I think that GCC is pretty well documented so I'm not going to reveal my own ignorance by trying to answer the parts of your question about its options and their effects. I would, though, make the general statement that when numeric precision and performance are concerned, it pays big dividends to read the manual. The clever people who work on GCC put a lot of effort into their documentation, reading it is rewarding (OK, it can be a trifle dull, but heck, it's a compiler manual not a bodice-ripper).

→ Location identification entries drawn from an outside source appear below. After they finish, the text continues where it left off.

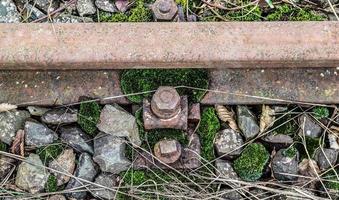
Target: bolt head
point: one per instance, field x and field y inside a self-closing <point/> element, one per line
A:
<point x="168" y="151"/>
<point x="166" y="102"/>
<point x="164" y="10"/>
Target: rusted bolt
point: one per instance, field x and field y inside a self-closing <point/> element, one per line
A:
<point x="168" y="151"/>
<point x="165" y="103"/>
<point x="164" y="10"/>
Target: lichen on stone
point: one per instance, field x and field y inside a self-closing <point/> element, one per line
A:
<point x="50" y="152"/>
<point x="252" y="162"/>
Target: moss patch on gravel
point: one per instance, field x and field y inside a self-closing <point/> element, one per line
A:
<point x="290" y="152"/>
<point x="50" y="152"/>
<point x="208" y="128"/>
<point x="141" y="80"/>
<point x="88" y="116"/>
<point x="3" y="146"/>
<point x="320" y="112"/>
<point x="138" y="13"/>
<point x="51" y="185"/>
<point x="288" y="12"/>
<point x="252" y="161"/>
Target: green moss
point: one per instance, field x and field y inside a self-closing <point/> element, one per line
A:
<point x="312" y="144"/>
<point x="116" y="17"/>
<point x="330" y="180"/>
<point x="88" y="116"/>
<point x="50" y="152"/>
<point x="208" y="128"/>
<point x="251" y="13"/>
<point x="3" y="146"/>
<point x="141" y="80"/>
<point x="138" y="13"/>
<point x="320" y="112"/>
<point x="51" y="185"/>
<point x="155" y="135"/>
<point x="290" y="152"/>
<point x="288" y="12"/>
<point x="252" y="161"/>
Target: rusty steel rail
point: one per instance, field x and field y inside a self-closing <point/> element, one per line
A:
<point x="168" y="45"/>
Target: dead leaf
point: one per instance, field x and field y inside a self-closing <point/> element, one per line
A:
<point x="18" y="147"/>
<point x="227" y="116"/>
<point x="4" y="107"/>
<point x="122" y="5"/>
<point x="267" y="118"/>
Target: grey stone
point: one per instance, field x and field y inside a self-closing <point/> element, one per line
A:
<point x="31" y="175"/>
<point x="77" y="139"/>
<point x="33" y="13"/>
<point x="247" y="122"/>
<point x="325" y="157"/>
<point x="8" y="12"/>
<point x="85" y="7"/>
<point x="278" y="141"/>
<point x="56" y="197"/>
<point x="64" y="18"/>
<point x="309" y="127"/>
<point x="59" y="116"/>
<point x="109" y="153"/>
<point x="86" y="170"/>
<point x="6" y="164"/>
<point x="36" y="110"/>
<point x="106" y="5"/>
<point x="225" y="170"/>
<point x="107" y="180"/>
<point x="37" y="134"/>
<point x="47" y="5"/>
<point x="228" y="143"/>
<point x="10" y="123"/>
<point x="65" y="163"/>
<point x="283" y="165"/>
<point x="117" y="122"/>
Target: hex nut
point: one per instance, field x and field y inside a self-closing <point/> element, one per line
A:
<point x="165" y="102"/>
<point x="168" y="150"/>
<point x="164" y="10"/>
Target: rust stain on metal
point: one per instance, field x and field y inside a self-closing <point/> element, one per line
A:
<point x="267" y="86"/>
<point x="179" y="121"/>
<point x="169" y="45"/>
<point x="58" y="87"/>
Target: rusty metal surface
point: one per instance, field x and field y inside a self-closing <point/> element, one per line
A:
<point x="179" y="121"/>
<point x="58" y="87"/>
<point x="273" y="86"/>
<point x="190" y="157"/>
<point x="169" y="45"/>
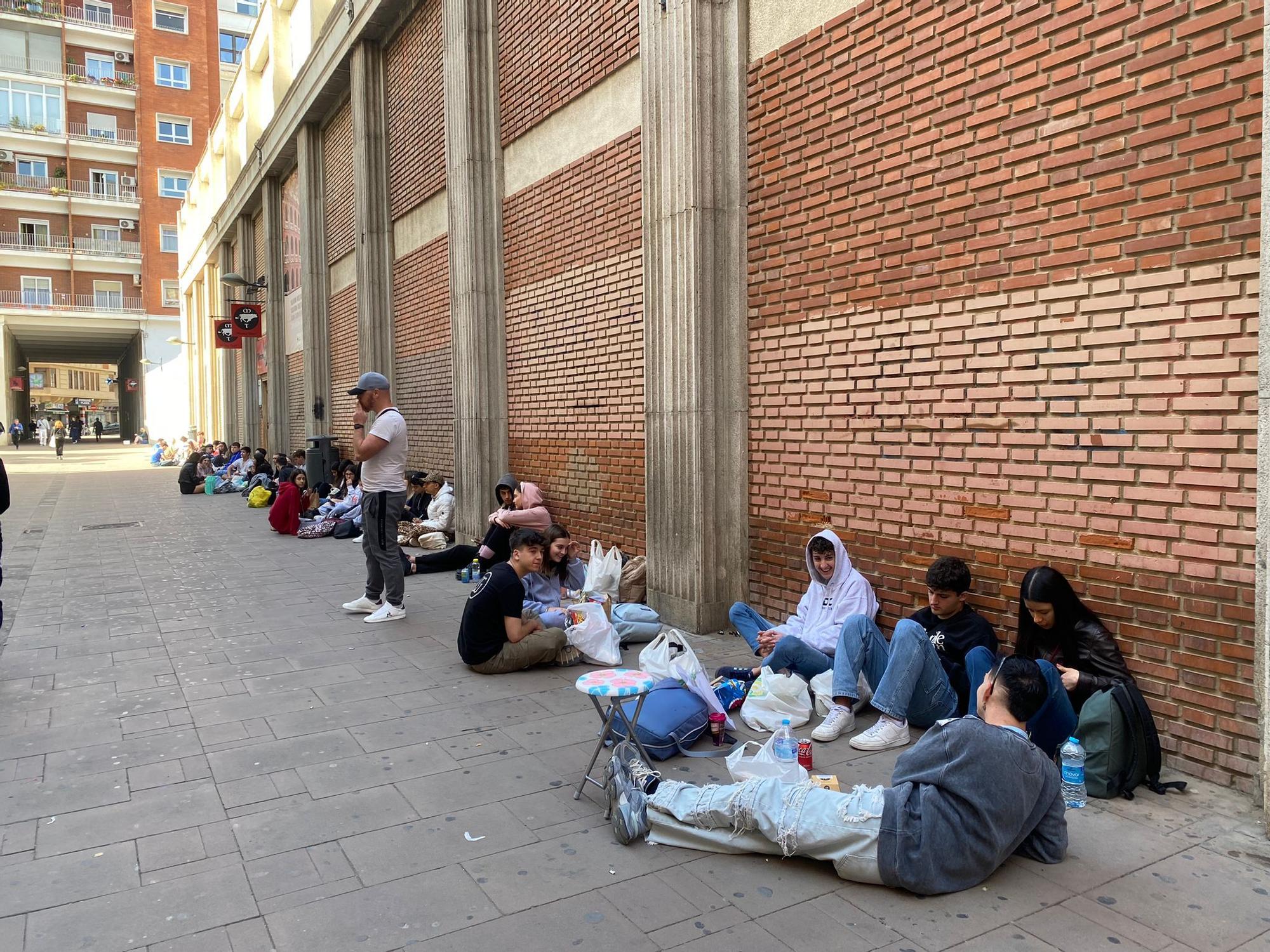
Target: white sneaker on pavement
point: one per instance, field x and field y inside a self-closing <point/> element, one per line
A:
<point x="388" y="612"/>
<point x="839" y="722"/>
<point x="885" y="736"/>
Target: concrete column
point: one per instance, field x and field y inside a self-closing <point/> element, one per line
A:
<point x="250" y="381"/>
<point x="314" y="284"/>
<point x="275" y="319"/>
<point x="474" y="195"/>
<point x="373" y="211"/>
<point x="693" y="60"/>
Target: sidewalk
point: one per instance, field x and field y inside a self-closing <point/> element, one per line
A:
<point x="200" y="752"/>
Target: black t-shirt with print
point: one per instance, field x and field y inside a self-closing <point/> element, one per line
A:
<point x="482" y="634"/>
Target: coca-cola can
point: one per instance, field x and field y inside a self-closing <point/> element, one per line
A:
<point x="805" y="753"/>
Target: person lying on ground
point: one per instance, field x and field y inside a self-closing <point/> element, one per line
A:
<point x="1076" y="653"/>
<point x="968" y="797"/>
<point x="838" y="592"/>
<point x="562" y="572"/>
<point x="492" y="638"/>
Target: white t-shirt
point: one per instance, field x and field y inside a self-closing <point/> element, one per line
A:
<point x="385" y="472"/>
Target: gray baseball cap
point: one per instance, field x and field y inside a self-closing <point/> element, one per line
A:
<point x="370" y="381"/>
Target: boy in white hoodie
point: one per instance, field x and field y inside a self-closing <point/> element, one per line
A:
<point x="836" y="593"/>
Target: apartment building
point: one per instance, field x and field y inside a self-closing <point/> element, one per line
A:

If it is important to you that you get identical-to-the-last-bit numeric results you'll have to concern yourself with more than just GCC and how you can control its behaviour. You'll need to lock down the libraries it calls, the hardware it runs on and probably a number of other factors I haven't thought of yet. In the worst (?) case you may even want to, and I've seen this done, write your own implementations of f-p maths to guarantee bit-identity across platforms. This is difficult, and therefore expensive, and leaves you possibly less certain of the correctness of your own code than of the code usd by GCC.
However, you write
I don't care that much about the precision for this particular code, so I can be fine with reduced precision if this brings reliability
which prompts the question to you -- why don't you simply use 5-decimal-digit precision as your standard of (reduced) precision ? It's what an awful lot of us in numerical computing do all the time; we ignore the finer aspects of numerical analysis since they are difficult, and costly in computation time, to circumvent. I'm thinking of things like interval arithmetic and high-precision maths. (OF course, if 5 is not right for you, choose another single-digit number.)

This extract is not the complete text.